Laporan Wartawan Gridhot.ID, Angriawan Cahyo Pawenang
Gridhot.ID - Setiap orang tua pastinya menginginkan yang terbaik untuk anak mereka.
Apapun akan dilakukan demi menata masa depan anak-anaknya nanti.
Namun adapula mereka yang terlalu keras dalam mendidik anak sehingga menimbulkan efek buruk bagi psikologis anak.
Kasus tersebut terjadi secara mengerikan pada anak yang satu ini.
Dikutip Gridhot dari Elitereaders, seorang anak bernama Jennifer Pan menjadi anak emas yang tega mengakhiri nyawa ibu kandungnya.
Tak hanya ibunya, bahkan ayahnya hampir saja menjadi korban pembunuhan.
Pembunuhan tersebut dilakukan Jennifer Pan sendiri karena dirinya merasa tertekan terkait tuntutan orang tuanya.

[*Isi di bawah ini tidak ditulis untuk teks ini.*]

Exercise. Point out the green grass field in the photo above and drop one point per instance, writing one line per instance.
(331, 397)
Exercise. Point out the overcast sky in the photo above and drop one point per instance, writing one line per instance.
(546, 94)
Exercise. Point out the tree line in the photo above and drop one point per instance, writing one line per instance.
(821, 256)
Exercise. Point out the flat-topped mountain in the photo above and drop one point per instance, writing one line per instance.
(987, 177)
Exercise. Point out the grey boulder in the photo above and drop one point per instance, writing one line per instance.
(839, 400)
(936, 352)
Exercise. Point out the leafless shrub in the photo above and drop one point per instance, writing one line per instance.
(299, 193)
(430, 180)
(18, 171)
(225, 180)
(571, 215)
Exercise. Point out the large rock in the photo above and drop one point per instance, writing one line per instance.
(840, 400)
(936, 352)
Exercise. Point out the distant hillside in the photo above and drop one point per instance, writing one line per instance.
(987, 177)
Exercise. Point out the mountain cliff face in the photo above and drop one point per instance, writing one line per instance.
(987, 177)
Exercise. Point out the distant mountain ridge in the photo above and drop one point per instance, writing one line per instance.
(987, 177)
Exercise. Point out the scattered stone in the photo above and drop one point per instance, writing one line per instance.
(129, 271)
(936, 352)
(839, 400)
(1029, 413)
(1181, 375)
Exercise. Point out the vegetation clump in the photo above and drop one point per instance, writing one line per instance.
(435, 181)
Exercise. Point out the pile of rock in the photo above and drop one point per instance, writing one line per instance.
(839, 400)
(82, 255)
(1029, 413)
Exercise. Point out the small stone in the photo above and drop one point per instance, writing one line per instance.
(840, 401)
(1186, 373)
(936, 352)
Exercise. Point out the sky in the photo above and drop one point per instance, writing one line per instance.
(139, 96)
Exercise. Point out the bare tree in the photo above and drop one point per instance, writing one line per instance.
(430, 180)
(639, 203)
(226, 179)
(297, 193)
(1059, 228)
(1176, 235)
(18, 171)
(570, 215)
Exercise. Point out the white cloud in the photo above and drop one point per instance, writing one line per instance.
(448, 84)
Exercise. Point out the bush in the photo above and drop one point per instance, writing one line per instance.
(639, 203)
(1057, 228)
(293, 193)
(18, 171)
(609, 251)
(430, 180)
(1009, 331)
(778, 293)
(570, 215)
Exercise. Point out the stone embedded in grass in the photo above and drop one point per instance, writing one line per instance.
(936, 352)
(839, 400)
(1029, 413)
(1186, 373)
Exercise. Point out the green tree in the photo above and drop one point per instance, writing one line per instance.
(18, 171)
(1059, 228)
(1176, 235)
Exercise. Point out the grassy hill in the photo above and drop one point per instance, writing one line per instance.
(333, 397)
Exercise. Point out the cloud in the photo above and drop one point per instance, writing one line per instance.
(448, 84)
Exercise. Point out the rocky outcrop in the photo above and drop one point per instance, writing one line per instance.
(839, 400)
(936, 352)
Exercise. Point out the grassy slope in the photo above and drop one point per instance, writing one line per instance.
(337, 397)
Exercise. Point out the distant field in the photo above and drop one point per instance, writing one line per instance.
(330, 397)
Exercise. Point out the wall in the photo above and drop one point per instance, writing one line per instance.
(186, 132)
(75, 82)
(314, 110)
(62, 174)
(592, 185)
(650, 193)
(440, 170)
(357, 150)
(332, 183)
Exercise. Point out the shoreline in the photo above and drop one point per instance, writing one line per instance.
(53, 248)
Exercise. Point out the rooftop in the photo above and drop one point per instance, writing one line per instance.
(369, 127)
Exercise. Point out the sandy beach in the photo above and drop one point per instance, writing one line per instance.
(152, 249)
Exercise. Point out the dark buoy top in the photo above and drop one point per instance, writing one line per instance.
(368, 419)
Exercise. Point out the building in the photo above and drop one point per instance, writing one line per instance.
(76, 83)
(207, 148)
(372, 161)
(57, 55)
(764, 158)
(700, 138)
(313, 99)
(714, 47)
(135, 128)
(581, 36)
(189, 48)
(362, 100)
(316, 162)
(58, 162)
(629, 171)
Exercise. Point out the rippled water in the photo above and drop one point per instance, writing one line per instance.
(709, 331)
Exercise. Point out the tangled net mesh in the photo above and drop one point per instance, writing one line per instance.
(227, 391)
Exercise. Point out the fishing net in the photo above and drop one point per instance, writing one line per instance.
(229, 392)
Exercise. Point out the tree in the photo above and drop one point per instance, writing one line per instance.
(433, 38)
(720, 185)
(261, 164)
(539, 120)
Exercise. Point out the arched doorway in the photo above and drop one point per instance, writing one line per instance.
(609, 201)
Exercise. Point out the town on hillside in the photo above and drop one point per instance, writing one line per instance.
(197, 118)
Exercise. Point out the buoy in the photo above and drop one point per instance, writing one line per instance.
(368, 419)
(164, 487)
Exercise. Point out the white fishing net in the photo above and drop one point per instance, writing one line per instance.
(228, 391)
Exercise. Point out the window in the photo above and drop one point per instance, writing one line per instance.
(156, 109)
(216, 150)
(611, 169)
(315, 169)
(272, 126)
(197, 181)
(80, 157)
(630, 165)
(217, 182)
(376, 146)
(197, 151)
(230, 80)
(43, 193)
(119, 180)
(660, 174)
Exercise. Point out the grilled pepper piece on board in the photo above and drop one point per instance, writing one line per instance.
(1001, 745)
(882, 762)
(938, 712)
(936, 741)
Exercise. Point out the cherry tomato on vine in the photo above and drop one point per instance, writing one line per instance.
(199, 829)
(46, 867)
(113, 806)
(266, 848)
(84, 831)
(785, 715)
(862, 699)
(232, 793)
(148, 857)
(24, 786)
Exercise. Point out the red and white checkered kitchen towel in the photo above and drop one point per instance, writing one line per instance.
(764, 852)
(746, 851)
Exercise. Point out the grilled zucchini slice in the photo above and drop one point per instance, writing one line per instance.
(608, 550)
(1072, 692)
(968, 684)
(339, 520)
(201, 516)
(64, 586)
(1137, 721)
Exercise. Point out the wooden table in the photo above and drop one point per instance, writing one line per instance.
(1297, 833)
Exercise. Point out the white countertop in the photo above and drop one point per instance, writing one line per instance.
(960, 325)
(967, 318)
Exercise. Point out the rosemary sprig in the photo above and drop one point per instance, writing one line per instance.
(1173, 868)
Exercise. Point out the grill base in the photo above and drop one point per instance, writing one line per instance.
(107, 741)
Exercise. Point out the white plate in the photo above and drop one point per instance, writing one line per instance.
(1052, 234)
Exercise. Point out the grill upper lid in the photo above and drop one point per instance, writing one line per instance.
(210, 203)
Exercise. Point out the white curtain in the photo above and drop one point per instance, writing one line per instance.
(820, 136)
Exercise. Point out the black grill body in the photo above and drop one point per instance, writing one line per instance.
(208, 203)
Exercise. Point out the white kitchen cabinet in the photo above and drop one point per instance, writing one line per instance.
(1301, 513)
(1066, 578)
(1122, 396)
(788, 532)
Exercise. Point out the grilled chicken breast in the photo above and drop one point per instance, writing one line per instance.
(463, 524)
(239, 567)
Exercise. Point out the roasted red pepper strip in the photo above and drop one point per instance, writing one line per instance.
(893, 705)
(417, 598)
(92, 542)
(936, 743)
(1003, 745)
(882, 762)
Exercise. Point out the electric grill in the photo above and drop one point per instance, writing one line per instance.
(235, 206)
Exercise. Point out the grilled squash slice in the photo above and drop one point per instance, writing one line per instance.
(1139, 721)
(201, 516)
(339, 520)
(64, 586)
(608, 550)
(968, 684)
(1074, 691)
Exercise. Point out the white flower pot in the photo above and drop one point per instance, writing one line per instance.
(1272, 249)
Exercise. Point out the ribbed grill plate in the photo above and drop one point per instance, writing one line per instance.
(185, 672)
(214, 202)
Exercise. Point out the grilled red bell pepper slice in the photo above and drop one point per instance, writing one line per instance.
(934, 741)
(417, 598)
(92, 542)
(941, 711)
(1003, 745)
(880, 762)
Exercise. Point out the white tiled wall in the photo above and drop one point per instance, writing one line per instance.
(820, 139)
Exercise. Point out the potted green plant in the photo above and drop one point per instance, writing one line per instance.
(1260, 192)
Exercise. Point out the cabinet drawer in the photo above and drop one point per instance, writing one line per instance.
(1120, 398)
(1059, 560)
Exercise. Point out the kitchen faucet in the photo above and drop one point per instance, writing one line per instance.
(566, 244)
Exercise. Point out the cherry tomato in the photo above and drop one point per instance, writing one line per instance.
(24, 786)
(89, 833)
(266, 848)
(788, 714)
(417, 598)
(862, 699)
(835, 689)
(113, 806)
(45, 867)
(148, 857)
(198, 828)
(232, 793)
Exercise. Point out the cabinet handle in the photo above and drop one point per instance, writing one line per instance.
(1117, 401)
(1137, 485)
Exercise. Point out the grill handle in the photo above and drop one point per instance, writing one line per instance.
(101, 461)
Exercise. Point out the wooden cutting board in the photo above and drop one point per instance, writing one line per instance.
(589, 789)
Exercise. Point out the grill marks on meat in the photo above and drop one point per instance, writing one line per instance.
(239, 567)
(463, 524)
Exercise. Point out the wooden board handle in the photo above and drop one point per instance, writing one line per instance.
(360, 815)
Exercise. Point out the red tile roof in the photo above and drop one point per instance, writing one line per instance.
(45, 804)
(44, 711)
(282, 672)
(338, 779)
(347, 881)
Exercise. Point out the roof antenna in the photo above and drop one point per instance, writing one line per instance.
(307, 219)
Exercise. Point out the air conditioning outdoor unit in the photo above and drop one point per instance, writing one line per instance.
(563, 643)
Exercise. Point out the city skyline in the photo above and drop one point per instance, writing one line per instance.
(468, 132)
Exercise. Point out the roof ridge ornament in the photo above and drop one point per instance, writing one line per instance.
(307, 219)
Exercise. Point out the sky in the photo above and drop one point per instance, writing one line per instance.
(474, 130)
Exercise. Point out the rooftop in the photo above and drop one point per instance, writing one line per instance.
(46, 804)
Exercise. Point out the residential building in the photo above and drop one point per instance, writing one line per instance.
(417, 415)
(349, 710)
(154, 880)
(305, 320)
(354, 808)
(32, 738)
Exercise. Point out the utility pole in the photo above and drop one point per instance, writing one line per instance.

Jennifer Pan menjadi anak emas bagi orang tuanya yang merupakan pengungsi asal Vietnam karena sang anak menjadi siswa berprestasi selama di SMA.
Bahkan Jennifer juga dengan mudahnya lulus sebagai sarjana Farmasi dari Universitas Toronto Kanada.
Orang tua Jeniffer yang berjuang sebagai buruh akhirnya menganggap Jenifer sebagai anak kebanggaan orang tua.
Mulai dari les pelajaran sekolah hingga les renang, piano, dan beladiri sudah dilahap habis oleh Jennifer.
Namun siapa sangka kalau semua itu hanyalah kebohongan Jenifer belaka.
Saat di kelas 8, prestasi belajar Jennifer mulai drop. Ia tak lagi antusias belajat, dan nilai mulai anjlok, perlahan kepercayaan dirinya menurun.Untuk menutupinya, Jennifer mulai berbohong hingga kebohongan menjadi kebiasaannya.Dan gadis itu pun menjalani kehidupan ganda yang penuh kepalsuan dan penipuan.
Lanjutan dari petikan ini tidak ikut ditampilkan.